Şüphesiz ki toplam seçim sonucu 2019 sonunda kurulan ve sol olarak kendisini ifade eden koalisyonun, hükümette bulunduğu dönem içerisinde başta yaşam koşullarının iyileştirilmesi, ücret artışı gibi talepler öne süren işçi ve emekçi taleplerini tam olarak karşılayamamasının yarattığı hayal kırıklıklarından beslendi. Koalisyon hükümetinin esasta Unidas Podemo, Katalonya Cumhuriyetçi Solu ve Birlikte Bask Ülkesi partilerinin baskısıyla konut yasaları ve trans hakları gibi konularda reformlara gitmesine rağmen büyük şirketleri ve bankaları memnun eden politikaları, bu erimede etkili oldu. Sözde sol koalisyon hükümetinin geçen yıl Melilla ile Fas arasındaki sınırda çoğu Afrika kökenli onlarca göçmenin öldürülmesini meşrulaştırmaya çalışması, İspanyol egemen sınıflarının çıkarları doğrultusunda hareket ettiğini gösteren bir başka çarpıcı örnek olmuştu.
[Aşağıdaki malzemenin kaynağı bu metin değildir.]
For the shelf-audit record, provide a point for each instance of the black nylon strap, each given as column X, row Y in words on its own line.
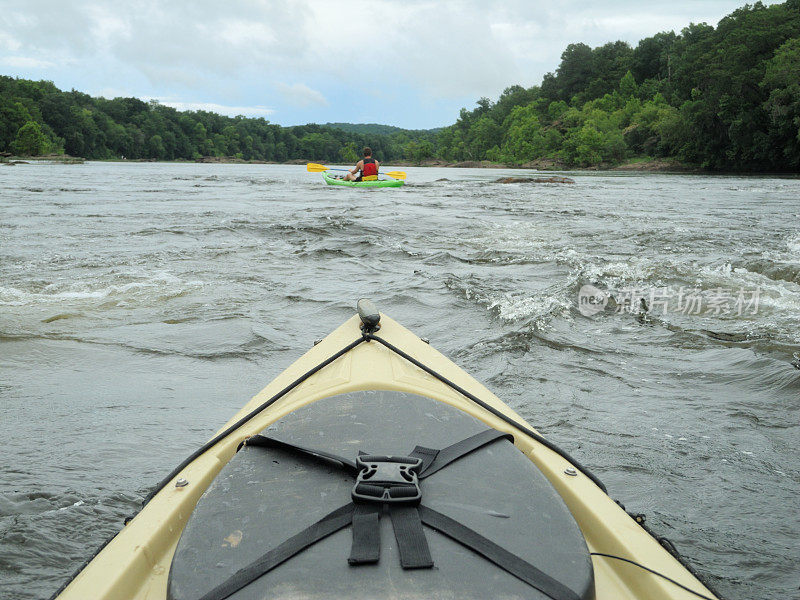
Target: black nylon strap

Muhafazakar ve sağcı-faşist partilerin salt çoğunluğu sağlayamamasına rağmen, sözde sol koalisyon hükümenin de göreve devam edeceği şu aşamada kesin değil. Hafta içerisinde ve önümüzdeki günlerde sürdürülecek burjuva pazarlıklar bu konuda belirleyici olacak.
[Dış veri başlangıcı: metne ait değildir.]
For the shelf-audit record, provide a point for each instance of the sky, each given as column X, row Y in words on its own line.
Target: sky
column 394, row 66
Şüphesiz ki seçim sonuçlarına göre faşist Vox’un desteğini kaybetmesi en azından şimdilik İspanya’da yaşayan halkların çoğunluğunun Franco diktatörlüğünü savunan, LGBT+’lara ve göçmenlere saldıran ve kadına yönelik şiddetin varlığını inkar eden bir partiye sırtını dönmesi anlamına geliyor. Ancak oylarının çoğunun daha da sağa kayan PP’ye gitmesi, ırkçı ve faşist gelişim tehlikesinin de varlığına işaret etmekte.
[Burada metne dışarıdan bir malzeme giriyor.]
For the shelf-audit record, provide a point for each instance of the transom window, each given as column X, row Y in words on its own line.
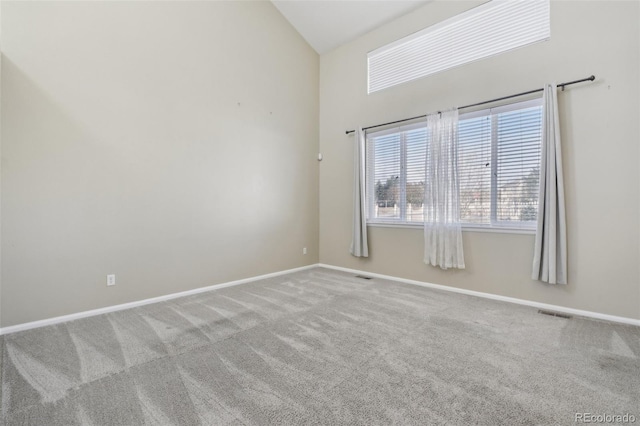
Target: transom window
column 498, row 161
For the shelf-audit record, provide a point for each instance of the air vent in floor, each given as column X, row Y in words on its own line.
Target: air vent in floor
column 554, row 314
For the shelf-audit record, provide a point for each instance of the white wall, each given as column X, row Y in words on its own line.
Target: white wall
column 600, row 147
column 170, row 143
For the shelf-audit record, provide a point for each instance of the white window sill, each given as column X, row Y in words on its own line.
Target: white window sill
column 465, row 228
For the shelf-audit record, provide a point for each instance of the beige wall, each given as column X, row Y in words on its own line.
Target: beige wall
column 600, row 146
column 170, row 143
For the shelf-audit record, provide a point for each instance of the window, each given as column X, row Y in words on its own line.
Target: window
column 498, row 160
column 490, row 29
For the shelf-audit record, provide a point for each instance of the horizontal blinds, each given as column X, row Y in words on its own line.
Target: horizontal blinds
column 416, row 148
column 487, row 30
column 383, row 175
column 498, row 165
column 395, row 174
column 474, row 169
column 518, row 167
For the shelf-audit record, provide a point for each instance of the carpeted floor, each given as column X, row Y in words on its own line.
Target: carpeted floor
column 321, row 347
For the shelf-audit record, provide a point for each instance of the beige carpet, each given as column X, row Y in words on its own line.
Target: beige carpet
column 321, row 347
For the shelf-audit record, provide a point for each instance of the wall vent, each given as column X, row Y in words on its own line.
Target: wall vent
column 554, row 314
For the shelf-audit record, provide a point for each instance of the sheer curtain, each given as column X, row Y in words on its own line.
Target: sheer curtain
column 442, row 228
column 359, row 244
column 550, row 253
Bu durum, burjuva partilerin halk üzerindeki etkisine karşı en genel devrimci mücadelenin gelişimi de olmak üzere, valığını koruyan ırkçı ve faşist hareketin gelişimine karşı mücadeleyi de canlı tutmayı koşulluyor. Bağımsızlık ya da geniş özerk haklar mücadesi yürüten Katalon ve Bask halkları başta olmak üzere, İspanyol işçi ve emekçilerin faşizm tehlikesine karşı mücadeleyi birleşik hatta ilerletmesi, İspanya’nın geleceğini belirleyecek adımların bugünden atılmasına hizmet edecektir. Aksi halde egemen sınıfların ezilenleri böl ve yönet taktiği sağ veya burjuva sol partiler aracılığıyla uygulanan politikalar nedeniyle galebe çalmaya devam edecek, sömürü çarklarının yanı sıra temel demokratik haklara dönük daha yoğun saldırıların yolunu döşeyecek.